Self-propelled chimeras

TL;DR

This paper demonstrates the existence of chimera states in self-propelled particle systems, specifically extending the Vicsek model, revealing new behaviors where some particles synchronize while others move chaotically, with implications for real-world systems.

Contribution

It introduces the first demonstration of chimera states in self-propelled particles, extending the Vicsek model and analyzing their persistence in the infinite-particle limit.

Findings

Chimera states exist in a minimal extension of the Vicsek model.

Chimeric behavior persists in the infinite particle limit.
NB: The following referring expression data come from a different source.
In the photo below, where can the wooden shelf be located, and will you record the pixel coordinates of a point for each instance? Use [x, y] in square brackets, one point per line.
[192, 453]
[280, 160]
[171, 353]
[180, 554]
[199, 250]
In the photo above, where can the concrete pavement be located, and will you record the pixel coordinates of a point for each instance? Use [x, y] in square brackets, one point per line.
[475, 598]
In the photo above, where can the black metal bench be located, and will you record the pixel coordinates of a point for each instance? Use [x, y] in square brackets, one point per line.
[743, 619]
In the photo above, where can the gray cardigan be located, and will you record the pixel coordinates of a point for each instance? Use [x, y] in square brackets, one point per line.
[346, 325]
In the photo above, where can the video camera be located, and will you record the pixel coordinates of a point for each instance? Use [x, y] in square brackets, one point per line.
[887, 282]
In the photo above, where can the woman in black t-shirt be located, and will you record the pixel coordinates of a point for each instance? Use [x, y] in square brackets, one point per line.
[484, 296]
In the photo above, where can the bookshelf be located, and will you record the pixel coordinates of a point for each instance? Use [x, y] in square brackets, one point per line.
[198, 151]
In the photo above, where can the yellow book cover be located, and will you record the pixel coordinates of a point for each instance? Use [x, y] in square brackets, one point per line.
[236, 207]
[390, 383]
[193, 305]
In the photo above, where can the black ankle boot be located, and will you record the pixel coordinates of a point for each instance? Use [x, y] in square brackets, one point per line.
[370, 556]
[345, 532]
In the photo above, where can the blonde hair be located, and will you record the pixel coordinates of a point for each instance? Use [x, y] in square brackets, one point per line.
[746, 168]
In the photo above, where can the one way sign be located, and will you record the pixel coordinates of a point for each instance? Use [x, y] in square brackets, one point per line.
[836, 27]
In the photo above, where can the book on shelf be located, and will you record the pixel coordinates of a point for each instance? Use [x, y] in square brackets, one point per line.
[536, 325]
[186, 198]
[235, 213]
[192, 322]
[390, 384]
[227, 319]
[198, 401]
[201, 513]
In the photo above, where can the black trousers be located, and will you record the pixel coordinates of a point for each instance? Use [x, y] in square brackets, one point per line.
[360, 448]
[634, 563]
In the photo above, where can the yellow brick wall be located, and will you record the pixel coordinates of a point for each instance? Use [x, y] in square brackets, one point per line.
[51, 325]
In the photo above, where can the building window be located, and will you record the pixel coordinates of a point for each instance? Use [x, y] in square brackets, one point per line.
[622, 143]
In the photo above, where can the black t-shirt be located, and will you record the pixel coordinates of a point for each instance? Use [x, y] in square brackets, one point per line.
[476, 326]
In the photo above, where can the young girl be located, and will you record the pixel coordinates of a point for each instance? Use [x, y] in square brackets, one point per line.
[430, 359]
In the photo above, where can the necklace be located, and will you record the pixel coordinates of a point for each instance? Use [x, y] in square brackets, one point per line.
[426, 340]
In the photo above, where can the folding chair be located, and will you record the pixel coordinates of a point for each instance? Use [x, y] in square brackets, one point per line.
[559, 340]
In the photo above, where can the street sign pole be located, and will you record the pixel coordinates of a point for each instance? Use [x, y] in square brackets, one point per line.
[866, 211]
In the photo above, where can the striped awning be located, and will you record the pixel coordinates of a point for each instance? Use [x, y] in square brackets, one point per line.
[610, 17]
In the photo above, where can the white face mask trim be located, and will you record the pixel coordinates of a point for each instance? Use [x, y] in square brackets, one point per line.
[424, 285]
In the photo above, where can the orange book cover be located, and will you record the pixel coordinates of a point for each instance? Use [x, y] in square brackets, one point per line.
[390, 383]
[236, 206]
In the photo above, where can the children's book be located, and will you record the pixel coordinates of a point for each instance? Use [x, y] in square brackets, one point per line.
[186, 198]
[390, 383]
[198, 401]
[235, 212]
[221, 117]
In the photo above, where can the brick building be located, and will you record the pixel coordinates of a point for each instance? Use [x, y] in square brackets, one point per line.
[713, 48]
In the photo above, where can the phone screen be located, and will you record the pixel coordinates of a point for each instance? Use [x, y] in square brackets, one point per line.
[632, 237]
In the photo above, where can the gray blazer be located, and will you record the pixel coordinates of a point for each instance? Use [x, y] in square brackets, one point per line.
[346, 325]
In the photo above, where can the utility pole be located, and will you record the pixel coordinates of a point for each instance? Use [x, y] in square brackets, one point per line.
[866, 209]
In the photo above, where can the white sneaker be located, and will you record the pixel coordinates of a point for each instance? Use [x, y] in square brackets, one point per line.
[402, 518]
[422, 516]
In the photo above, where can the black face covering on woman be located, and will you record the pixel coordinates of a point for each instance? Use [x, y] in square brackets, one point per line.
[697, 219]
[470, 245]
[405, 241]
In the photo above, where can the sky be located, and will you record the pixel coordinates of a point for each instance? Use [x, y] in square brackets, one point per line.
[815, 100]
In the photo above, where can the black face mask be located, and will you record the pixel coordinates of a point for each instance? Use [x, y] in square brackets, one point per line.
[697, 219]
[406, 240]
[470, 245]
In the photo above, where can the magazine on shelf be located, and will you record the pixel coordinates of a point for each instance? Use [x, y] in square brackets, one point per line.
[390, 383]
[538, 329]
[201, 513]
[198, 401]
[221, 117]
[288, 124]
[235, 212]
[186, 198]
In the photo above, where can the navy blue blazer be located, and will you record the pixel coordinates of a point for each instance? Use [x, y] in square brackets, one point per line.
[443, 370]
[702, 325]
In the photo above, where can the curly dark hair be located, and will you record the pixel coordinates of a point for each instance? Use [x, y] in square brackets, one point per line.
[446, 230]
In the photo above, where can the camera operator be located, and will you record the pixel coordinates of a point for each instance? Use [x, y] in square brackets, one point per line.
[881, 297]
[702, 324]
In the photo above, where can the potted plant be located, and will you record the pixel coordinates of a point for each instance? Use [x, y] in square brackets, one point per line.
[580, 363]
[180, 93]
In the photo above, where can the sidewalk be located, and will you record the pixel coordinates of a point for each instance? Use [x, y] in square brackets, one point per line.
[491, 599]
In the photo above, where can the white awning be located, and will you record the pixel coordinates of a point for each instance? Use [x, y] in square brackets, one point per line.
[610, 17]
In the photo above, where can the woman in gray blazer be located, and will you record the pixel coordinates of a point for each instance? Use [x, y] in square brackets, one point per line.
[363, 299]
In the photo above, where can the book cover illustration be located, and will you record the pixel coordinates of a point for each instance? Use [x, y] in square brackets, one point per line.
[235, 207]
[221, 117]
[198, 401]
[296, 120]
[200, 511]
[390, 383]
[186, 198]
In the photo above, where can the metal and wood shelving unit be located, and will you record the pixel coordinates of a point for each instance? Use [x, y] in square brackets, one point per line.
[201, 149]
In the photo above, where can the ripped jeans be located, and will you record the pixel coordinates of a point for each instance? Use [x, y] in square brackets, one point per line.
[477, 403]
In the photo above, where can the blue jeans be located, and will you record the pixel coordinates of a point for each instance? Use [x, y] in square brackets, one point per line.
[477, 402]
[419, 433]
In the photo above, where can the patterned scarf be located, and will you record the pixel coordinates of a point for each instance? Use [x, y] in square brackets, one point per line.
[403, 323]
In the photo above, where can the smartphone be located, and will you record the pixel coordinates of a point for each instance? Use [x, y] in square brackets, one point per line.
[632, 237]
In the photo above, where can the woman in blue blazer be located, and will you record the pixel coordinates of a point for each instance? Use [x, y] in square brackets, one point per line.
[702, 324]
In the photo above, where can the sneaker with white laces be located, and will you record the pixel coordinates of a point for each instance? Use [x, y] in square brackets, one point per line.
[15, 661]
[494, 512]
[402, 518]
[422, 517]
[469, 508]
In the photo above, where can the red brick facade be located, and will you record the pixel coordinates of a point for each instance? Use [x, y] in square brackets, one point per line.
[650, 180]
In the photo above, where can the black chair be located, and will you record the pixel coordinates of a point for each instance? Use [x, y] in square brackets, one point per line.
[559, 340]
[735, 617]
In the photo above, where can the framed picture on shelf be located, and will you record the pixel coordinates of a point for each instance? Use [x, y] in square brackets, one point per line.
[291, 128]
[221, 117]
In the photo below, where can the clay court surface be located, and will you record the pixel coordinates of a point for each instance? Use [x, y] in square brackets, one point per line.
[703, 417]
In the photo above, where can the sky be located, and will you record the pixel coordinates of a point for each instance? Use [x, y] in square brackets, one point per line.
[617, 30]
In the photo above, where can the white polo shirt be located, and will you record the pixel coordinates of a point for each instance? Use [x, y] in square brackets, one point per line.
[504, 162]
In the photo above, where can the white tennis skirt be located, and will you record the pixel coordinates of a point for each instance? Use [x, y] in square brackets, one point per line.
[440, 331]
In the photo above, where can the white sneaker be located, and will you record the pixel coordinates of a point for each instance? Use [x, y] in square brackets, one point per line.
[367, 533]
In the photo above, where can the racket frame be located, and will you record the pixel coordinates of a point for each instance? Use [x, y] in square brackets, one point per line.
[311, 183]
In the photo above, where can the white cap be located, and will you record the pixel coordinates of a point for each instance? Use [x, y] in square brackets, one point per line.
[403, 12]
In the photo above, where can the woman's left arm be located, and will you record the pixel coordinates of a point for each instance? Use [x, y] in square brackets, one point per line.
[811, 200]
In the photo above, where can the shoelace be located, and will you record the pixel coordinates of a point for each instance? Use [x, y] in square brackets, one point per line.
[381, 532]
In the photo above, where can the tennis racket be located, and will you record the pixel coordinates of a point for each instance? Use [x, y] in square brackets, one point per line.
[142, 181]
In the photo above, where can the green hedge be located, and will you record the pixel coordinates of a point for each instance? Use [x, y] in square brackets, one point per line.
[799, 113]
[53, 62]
The behavior is driven by deterministic equations, not stochastic noise.

Abstract

The synchronization of self-propelled particles (SPPs) is a fascinating instance of emergent behavior in living and man-made systems, such as colonies of bacteria, flocks of birds, robot ensembles, and many others. The recent discovery of chimera states in coupled oscillators opens up new perspectives and indicates that other emergent behaviors may exist for SPPs. Indeed, for a minimal extension of the classical Vicsek model we show the existence of chimera states for SPPs, i.e., one group of particles synchronizes while others wander around chaotically. Compared to chimeras in coupled oscillators where the site position is fixed, SPPs give rise to new distinctive forms of chimeric behavior. We emphasize that the found behavior is directly implied by the structure of the deterministic equation of motion and is not caused by exogenous stochastic excitation. In the scaling limit of infinitely many particles, we show that the chimeric state persists. Our findings provide the starting point for the search or elicitation of chimeric states in real world SPP systems.